1966’da iki Danimarkalı gazeteci gelmiş. Büyükelçinin davetlisi olarak, kadın iyi bir gazeteci, Danske Dagbladet diye muhafazakar bir gazete ama iyi. Kocası da, çılgın bir arkeoloji profesörü, felaket iki kişi. Ben mülkiyede talebeyim, 66’da, birinci sınıfta, yaz tatili. Dekanımız Aziz Hoca beni çağırdı. Ben de temmuz ayının sonunda böyle bir turu atlatmak için, “Ben İngilizce bilmem hocam” dedim. “Ziyanı yok İlberciğim, Almanca konuşur onlar” dedi, iti verdi. Hakikaten konuşuyorlar. Bir Volkswagen Station var altlarında. -Yani o zamanın Avrupa’sı da buydu işte.- Tanınmış gazeteciyle, üniversite profesörünün arabası, Volkswagen Station. Allah bilir kaç elden düşme, boyuna bozulur.
Biz Ankara’dan Çorum üzerinden Samsun, Samsun’dan da Trabzon, Rize döndük aşağı Ziganalar’dan Bayburt, Bayburt’tan geri dön, Erzurum yok, Erzincan da yok, Tunceli, Tunceli’den geçerek Maraş, Maraş’tan Ayıntap, Ayıntap’tan da ben bunları Halep’e postaladım, bitti.

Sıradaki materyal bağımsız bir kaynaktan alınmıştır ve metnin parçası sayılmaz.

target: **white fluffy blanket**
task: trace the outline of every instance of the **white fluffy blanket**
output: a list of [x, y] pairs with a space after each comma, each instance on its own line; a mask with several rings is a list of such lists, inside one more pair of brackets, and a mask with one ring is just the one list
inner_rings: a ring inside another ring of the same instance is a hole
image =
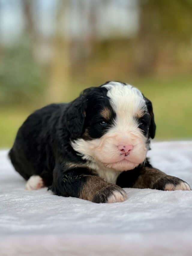
[[[154, 143], [154, 167], [192, 187], [192, 141]], [[125, 188], [94, 203], [29, 191], [0, 151], [0, 255], [192, 255], [192, 191]]]

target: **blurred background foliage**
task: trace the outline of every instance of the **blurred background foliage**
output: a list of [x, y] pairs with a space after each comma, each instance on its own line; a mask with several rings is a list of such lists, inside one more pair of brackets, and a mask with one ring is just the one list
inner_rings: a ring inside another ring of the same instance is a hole
[[0, 0], [0, 147], [32, 111], [126, 82], [152, 101], [156, 139], [191, 138], [191, 0]]

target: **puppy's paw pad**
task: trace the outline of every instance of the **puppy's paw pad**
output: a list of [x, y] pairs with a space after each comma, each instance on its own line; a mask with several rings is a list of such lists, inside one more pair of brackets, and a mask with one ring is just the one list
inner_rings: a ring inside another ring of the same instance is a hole
[[117, 203], [123, 202], [127, 199], [127, 195], [125, 192], [122, 189], [121, 192], [114, 191], [111, 195], [107, 199], [107, 203]]
[[40, 176], [33, 175], [27, 181], [26, 188], [27, 190], [38, 189], [44, 186], [43, 179]]
[[191, 189], [187, 183], [181, 181], [179, 184], [175, 185], [173, 184], [168, 183], [165, 185], [165, 190], [190, 190]]

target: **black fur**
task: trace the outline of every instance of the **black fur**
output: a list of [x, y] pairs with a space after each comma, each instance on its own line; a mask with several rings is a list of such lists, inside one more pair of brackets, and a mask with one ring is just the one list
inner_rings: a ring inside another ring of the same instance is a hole
[[[88, 185], [89, 177], [97, 174], [94, 170], [83, 167], [87, 161], [74, 151], [70, 142], [84, 136], [87, 140], [101, 137], [116, 118], [107, 96], [107, 90], [101, 86], [86, 89], [69, 103], [45, 107], [27, 118], [19, 129], [9, 153], [16, 170], [25, 179], [38, 175], [45, 185], [56, 194], [80, 197], [83, 188]], [[150, 137], [154, 137], [156, 125], [151, 102], [144, 98], [148, 113], [140, 119], [139, 127], [148, 141]], [[110, 120], [104, 120], [100, 114], [106, 107], [110, 112]], [[117, 185], [121, 187], [138, 186], [135, 184], [138, 177], [146, 173], [147, 167], [152, 168], [147, 160], [134, 170], [123, 172], [117, 179]], [[181, 180], [169, 178], [169, 182], [177, 184]], [[162, 178], [156, 184], [153, 180], [151, 188], [164, 189], [166, 181]], [[107, 201], [112, 191], [109, 188], [112, 186], [106, 183], [103, 185], [106, 192], [102, 194], [102, 189], [98, 191], [93, 196], [93, 201]], [[147, 185], [148, 187], [150, 185]], [[115, 187], [115, 190], [122, 192], [120, 188]]]

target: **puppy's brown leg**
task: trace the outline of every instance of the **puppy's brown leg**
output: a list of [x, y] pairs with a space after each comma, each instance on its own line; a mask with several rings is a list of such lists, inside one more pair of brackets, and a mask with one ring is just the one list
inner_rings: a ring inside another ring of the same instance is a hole
[[92, 175], [83, 168], [58, 172], [51, 187], [56, 194], [76, 197], [94, 203], [122, 202], [127, 198], [125, 192], [115, 184], [108, 183]]
[[189, 185], [178, 178], [167, 175], [158, 169], [144, 167], [133, 185], [138, 188], [161, 190], [190, 190]]

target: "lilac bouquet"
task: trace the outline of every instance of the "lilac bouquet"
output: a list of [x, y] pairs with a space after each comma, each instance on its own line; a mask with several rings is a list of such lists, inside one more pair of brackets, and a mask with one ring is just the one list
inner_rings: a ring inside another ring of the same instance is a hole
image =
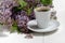
[[11, 32], [29, 33], [31, 31], [27, 29], [27, 23], [36, 19], [34, 9], [43, 3], [41, 0], [2, 0], [0, 2], [0, 24], [6, 25]]

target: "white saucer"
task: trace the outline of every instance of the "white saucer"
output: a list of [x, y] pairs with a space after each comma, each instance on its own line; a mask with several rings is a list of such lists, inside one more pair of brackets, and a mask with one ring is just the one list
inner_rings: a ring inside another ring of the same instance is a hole
[[50, 31], [56, 30], [58, 26], [60, 26], [60, 23], [56, 22], [56, 20], [50, 20], [49, 27], [48, 28], [44, 28], [44, 29], [41, 29], [41, 28], [38, 28], [37, 27], [36, 19], [30, 20], [27, 24], [27, 28], [29, 30], [32, 30], [32, 31], [36, 31], [36, 32], [50, 32]]

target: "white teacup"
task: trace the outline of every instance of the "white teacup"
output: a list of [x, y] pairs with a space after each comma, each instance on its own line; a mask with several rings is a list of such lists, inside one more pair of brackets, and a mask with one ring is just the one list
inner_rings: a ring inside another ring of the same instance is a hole
[[48, 24], [50, 22], [50, 16], [51, 16], [51, 10], [49, 11], [39, 11], [39, 10], [49, 10], [50, 8], [44, 8], [44, 6], [40, 6], [35, 9], [35, 15], [36, 15], [36, 19], [37, 19], [37, 24], [39, 28], [47, 28]]

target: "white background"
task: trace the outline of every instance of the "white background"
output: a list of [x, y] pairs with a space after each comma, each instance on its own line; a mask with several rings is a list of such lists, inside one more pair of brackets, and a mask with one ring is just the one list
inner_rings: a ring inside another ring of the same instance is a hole
[[53, 3], [60, 22], [57, 31], [37, 35], [34, 39], [25, 39], [25, 34], [6, 32], [8, 35], [0, 37], [0, 43], [65, 43], [65, 0], [54, 0]]

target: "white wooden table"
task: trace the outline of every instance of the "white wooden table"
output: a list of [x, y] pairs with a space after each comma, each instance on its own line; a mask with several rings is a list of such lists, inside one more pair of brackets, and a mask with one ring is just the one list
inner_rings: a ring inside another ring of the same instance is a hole
[[0, 43], [65, 43], [65, 0], [54, 0], [54, 6], [60, 22], [56, 31], [35, 35], [34, 39], [25, 39], [25, 34], [5, 32], [6, 35], [0, 35]]

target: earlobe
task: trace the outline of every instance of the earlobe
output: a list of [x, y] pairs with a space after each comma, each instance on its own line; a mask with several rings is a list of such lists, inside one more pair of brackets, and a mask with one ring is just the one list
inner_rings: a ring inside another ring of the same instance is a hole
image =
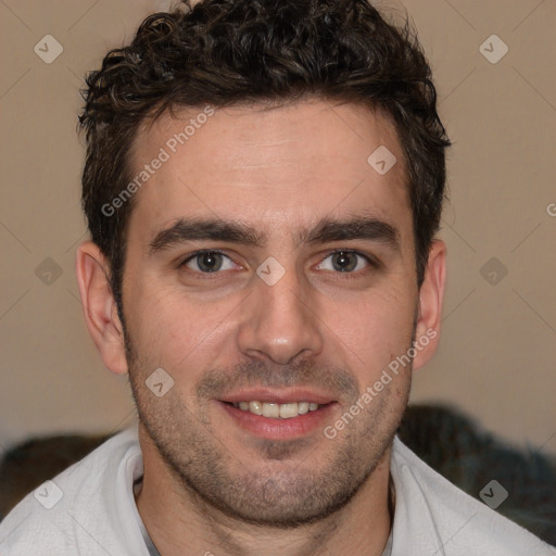
[[437, 351], [445, 282], [446, 244], [442, 240], [434, 240], [429, 251], [425, 279], [419, 290], [419, 314], [415, 331], [417, 355], [413, 362], [414, 370], [426, 365]]
[[110, 286], [110, 266], [96, 243], [79, 245], [77, 281], [89, 333], [104, 365], [118, 375], [127, 372], [124, 330]]

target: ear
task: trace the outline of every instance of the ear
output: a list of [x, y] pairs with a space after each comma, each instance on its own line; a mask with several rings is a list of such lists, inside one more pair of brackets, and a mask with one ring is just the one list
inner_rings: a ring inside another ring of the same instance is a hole
[[110, 265], [96, 243], [79, 245], [76, 260], [83, 311], [92, 341], [104, 365], [118, 375], [127, 372], [124, 329], [110, 287]]
[[425, 279], [419, 290], [415, 330], [416, 356], [413, 369], [425, 366], [434, 355], [440, 341], [440, 321], [446, 282], [446, 244], [434, 240], [429, 251]]

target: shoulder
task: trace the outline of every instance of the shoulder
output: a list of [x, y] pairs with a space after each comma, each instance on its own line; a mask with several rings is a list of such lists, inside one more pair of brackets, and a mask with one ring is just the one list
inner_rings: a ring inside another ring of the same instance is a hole
[[0, 553], [63, 556], [83, 546], [87, 554], [123, 554], [114, 538], [130, 527], [132, 477], [139, 472], [137, 430], [116, 434], [13, 508], [0, 523]]
[[[556, 548], [453, 485], [397, 438], [391, 472], [396, 491], [393, 555], [556, 555]], [[496, 483], [485, 493], [505, 495]]]

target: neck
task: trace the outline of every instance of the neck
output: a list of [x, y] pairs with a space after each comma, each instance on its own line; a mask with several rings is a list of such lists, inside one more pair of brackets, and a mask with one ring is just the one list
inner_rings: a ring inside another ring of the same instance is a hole
[[391, 446], [362, 489], [340, 510], [295, 529], [247, 523], [225, 515], [168, 470], [139, 427], [143, 483], [137, 508], [162, 556], [380, 556], [391, 528]]

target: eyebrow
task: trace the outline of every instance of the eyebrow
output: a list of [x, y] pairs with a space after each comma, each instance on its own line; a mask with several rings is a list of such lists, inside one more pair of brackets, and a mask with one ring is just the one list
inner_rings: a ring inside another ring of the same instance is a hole
[[[392, 251], [400, 251], [400, 232], [393, 225], [376, 217], [359, 216], [348, 219], [323, 218], [311, 229], [301, 230], [294, 244], [317, 244], [332, 241], [371, 240]], [[252, 227], [219, 218], [179, 218], [161, 230], [149, 244], [151, 255], [187, 241], [226, 241], [251, 247], [262, 247], [266, 235]]]

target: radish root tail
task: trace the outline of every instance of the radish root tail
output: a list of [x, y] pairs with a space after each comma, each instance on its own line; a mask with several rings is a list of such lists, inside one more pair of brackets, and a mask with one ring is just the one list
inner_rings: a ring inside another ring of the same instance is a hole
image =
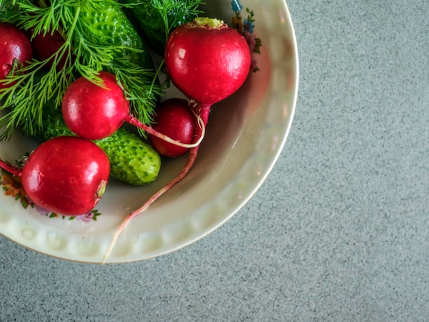
[[[206, 125], [208, 120], [208, 115], [210, 113], [210, 108], [201, 108], [195, 102], [191, 101], [191, 108], [193, 113], [194, 113], [194, 115], [197, 117], [198, 123], [200, 125], [199, 126], [199, 131], [197, 131], [199, 133], [196, 134], [196, 137], [198, 137], [199, 138], [196, 140], [196, 142], [201, 142], [201, 138], [204, 137], [203, 134], [205, 133]], [[160, 197], [164, 195], [171, 187], [173, 187], [173, 186], [180, 182], [182, 179], [183, 179], [183, 178], [186, 176], [195, 161], [199, 147], [199, 145], [191, 148], [189, 150], [189, 154], [188, 156], [186, 163], [184, 166], [179, 175], [175, 178], [170, 181], [168, 184], [164, 186], [164, 187], [162, 187], [154, 195], [153, 195], [140, 208], [133, 211], [127, 216], [127, 217], [114, 232], [114, 234], [113, 235], [113, 237], [110, 242], [110, 245], [109, 245], [109, 247], [108, 248], [108, 250], [106, 252], [104, 257], [103, 258], [103, 261], [101, 262], [102, 264], [105, 264], [108, 258], [109, 257], [110, 253], [113, 249], [113, 247], [116, 245], [116, 243], [118, 240], [118, 238], [119, 237], [119, 235], [121, 234], [121, 232], [122, 232], [122, 231], [125, 229], [128, 223], [131, 221], [133, 218], [146, 210], [146, 209], [147, 209], [152, 203], [154, 203], [154, 202], [155, 202]]]

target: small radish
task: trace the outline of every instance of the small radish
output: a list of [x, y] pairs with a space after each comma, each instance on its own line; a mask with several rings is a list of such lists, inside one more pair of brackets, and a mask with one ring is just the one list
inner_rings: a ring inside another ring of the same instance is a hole
[[[10, 73], [15, 62], [23, 66], [32, 58], [32, 45], [25, 34], [10, 23], [0, 22], [0, 79], [5, 79]], [[0, 89], [14, 84], [0, 82]]]
[[[212, 105], [241, 87], [252, 64], [250, 49], [245, 38], [223, 21], [210, 18], [196, 18], [176, 28], [167, 40], [164, 59], [171, 82], [188, 97], [204, 126]], [[201, 128], [195, 129], [195, 138], [198, 138]], [[113, 235], [103, 262], [106, 262], [127, 224], [186, 177], [195, 161], [199, 147], [189, 150], [186, 163], [175, 178], [125, 218]]]
[[186, 148], [196, 146], [196, 143], [187, 145], [173, 140], [134, 117], [115, 76], [106, 71], [99, 74], [102, 84], [80, 77], [66, 90], [62, 114], [73, 133], [88, 140], [99, 140], [111, 136], [127, 122], [172, 144]]
[[[40, 62], [51, 58], [46, 64], [46, 66], [51, 68], [54, 63], [53, 57], [61, 47], [64, 45], [65, 40], [58, 31], [48, 32], [46, 34], [40, 33], [34, 34], [34, 32], [29, 32], [33, 49], [33, 55], [34, 58]], [[67, 53], [64, 53], [58, 63], [56, 64], [57, 70], [62, 70], [67, 60]], [[73, 59], [73, 58], [72, 58]]]
[[[156, 110], [152, 127], [170, 138], [191, 144], [195, 127], [195, 116], [183, 99], [169, 99], [162, 102]], [[188, 149], [177, 147], [155, 136], [149, 135], [152, 146], [162, 156], [175, 158], [186, 153]]]
[[0, 167], [21, 177], [36, 205], [57, 214], [78, 216], [92, 210], [108, 184], [110, 164], [95, 143], [75, 136], [57, 136], [42, 143], [22, 169], [0, 160]]

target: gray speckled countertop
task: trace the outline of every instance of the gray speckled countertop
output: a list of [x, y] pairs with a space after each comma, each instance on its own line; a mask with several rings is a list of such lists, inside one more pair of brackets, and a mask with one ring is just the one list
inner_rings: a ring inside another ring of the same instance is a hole
[[251, 201], [193, 245], [127, 264], [0, 236], [0, 321], [427, 321], [429, 5], [288, 4], [298, 103]]

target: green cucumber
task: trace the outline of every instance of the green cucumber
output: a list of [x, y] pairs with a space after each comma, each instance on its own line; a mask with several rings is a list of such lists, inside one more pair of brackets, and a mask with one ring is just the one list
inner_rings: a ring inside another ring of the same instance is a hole
[[[35, 136], [41, 141], [74, 135], [64, 122], [61, 110], [52, 104], [45, 107], [42, 125], [43, 129]], [[112, 177], [134, 186], [149, 184], [158, 177], [161, 166], [159, 154], [136, 134], [120, 128], [112, 136], [94, 142], [109, 158]]]
[[[202, 4], [201, 0], [119, 0], [119, 2], [133, 5], [131, 9], [124, 11], [148, 46], [161, 56], [164, 55], [167, 40], [162, 14], [167, 16], [170, 29], [173, 30], [197, 17], [199, 12], [197, 8]], [[162, 5], [167, 12], [160, 12], [155, 8], [155, 2]]]
[[[102, 10], [98, 6], [101, 6]], [[98, 3], [98, 6], [95, 8], [90, 3], [87, 3], [81, 7], [79, 16], [82, 22], [90, 27], [98, 45], [123, 46], [123, 50], [119, 55], [120, 57], [154, 72], [154, 62], [147, 46], [119, 4], [114, 1], [106, 1], [104, 3]]]

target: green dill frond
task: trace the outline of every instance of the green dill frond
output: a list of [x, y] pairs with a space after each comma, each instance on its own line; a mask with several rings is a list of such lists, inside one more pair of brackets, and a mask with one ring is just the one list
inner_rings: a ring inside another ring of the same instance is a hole
[[[127, 35], [121, 35], [118, 40], [118, 34], [126, 34], [118, 29], [121, 24], [112, 31], [105, 28], [109, 23], [103, 16], [94, 23], [97, 15], [110, 15], [112, 21], [123, 18], [124, 14], [116, 0], [0, 1], [3, 21], [34, 34], [58, 31], [64, 39], [51, 57], [16, 66], [6, 79], [0, 80], [12, 84], [0, 90], [0, 140], [10, 138], [17, 126], [33, 136], [41, 129], [47, 102], [54, 101], [58, 108], [69, 86], [80, 76], [103, 86], [98, 76], [101, 71], [114, 73], [123, 84], [133, 112], [143, 123], [151, 121], [162, 90], [156, 81], [157, 73], [140, 66], [143, 49], [132, 48]], [[64, 58], [64, 67], [57, 70]], [[53, 62], [51, 68], [47, 67], [49, 62]]]

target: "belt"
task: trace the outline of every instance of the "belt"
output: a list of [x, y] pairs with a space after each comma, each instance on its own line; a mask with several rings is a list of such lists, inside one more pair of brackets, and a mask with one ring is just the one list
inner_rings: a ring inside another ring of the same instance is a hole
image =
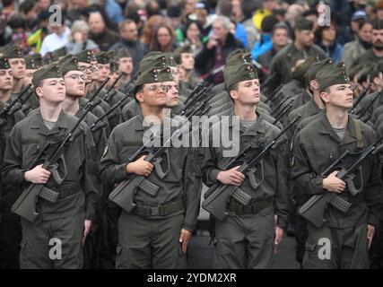
[[248, 205], [243, 205], [234, 199], [231, 199], [227, 210], [230, 212], [236, 213], [239, 215], [241, 214], [255, 214], [259, 213], [261, 210], [270, 206], [274, 202], [273, 197], [267, 197], [257, 202], [254, 202]]
[[132, 213], [141, 217], [166, 216], [184, 210], [183, 200], [170, 201], [165, 204], [158, 206], [149, 206], [137, 204]]
[[69, 185], [60, 186], [57, 187], [48, 187], [52, 191], [57, 192], [58, 198], [63, 199], [83, 191], [81, 184], [74, 182]]

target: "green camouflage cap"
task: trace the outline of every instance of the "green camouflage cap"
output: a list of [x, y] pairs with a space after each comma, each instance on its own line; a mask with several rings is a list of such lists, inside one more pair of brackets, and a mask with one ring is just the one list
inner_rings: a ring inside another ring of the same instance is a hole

Sonra gelişim ayrı bir felaket, Ankara’ya dönüş. Otobüs, dolmuşla Antep’ten Adana’ya geliyorsun. Taksi dolmuş, o iyi. Adana’dan Ankara’ya otobüs yok. Ya akşam biniyorsun ya sabahın körü. Akşamı bekledik, o otobüs Tarsus’a uğrar, oradan Ankara’ya gider. Eğlencesi de vardı kendine göre memleketin. Otobüs yolculuğu diye bir şey vardı. Tarsus’tan binenler hemen Tarsus’un dedikodularını anlatmaya başladılar bana -çok ilgileniyormuşum gibi.-
Burada gördüğüm şey Çorum, çimento fabrikasıyla yaşayan toz içinde bir yer. Güya burada hititler var. Biz de bu hititleri kursta gördük. Mukadder Bey bize bir kurs açtı. Hakkı lazım değil, Allah rahmet eylesin; Ekrem Akurgal, Gönül Öney o zaman asistan. Böyle kimseler geliyor, size arkeoloji anlatıyor. Böylelikle lisede arkeoloji katmanları, terminoloji duymaya, ilgilenmeye başladım.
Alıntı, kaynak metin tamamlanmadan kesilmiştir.